- Born: 1945 (age 80–81) France
- Known for: Co-founder of the Culinary Institute Lenotre

= Marie LeNôtre =

French education administrator and philanthropist

Marie Lenotre (born 1945) is a French-American higher education administrator and the co-founder and director of the Culinary Institute Lenotre.

Lenotre is married to Alain Lenotre. The couple co-founded the Culinary Institute Lenotre in 1998.

Lenotre is the author of Appetites, a Memoir.

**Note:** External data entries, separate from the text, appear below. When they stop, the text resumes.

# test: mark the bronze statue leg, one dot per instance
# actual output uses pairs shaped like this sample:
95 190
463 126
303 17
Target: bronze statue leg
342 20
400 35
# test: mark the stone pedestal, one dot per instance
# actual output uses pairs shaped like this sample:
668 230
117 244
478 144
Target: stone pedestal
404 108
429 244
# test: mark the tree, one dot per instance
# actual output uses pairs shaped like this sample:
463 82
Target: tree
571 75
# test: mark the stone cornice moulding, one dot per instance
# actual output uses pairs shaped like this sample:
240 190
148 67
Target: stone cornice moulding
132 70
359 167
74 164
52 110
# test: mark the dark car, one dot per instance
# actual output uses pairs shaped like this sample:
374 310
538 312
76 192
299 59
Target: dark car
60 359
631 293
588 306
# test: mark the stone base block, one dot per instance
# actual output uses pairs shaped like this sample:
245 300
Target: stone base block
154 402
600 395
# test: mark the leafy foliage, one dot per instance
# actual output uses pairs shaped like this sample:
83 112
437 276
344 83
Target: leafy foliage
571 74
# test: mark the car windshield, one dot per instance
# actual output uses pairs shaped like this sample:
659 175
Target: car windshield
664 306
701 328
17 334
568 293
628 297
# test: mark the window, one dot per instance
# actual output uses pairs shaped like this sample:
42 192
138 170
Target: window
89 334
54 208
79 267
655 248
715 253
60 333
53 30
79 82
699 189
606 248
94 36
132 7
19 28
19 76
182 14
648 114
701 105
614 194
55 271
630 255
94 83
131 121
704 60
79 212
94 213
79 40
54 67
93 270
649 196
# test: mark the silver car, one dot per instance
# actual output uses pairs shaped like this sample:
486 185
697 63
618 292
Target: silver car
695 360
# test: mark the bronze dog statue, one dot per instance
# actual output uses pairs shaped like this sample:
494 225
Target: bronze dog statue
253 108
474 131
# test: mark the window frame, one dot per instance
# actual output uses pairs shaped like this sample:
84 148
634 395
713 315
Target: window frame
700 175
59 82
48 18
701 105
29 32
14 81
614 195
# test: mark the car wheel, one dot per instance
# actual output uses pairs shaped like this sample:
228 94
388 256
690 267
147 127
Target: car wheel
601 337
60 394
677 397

In her book, she writes about her life with Alain Lenotre, their business history and their journey to the United States.

== Education ==
Marie Lenotre has a bachelor's degree in drama from the University of Athens in Greece, a bachelor's degree in psychology and a master's degree in English and creative writing both from the University of Houston, and a master's in public health from the University of Texas Health Science Center at Houston.

== Philanthropy ==
Lenotre is the founder and president of the Gaston Lenotre Scholarship, a nonprofit that raises scholarship funds for underprivileged students who wish to aspire to a culinary career.

She is the previous president of the Houston chapter of Les Dames d'Escoffier.

Lenotre is a member of the board of trustees of the Moores School of Music.

== Awards ==
In October 2011, LeNôtre was awarded by the Government of France with the Order of Merit at an event officiated by Daniel Boulud and in the presence of Thomas Keller and Jérôme Bocuse.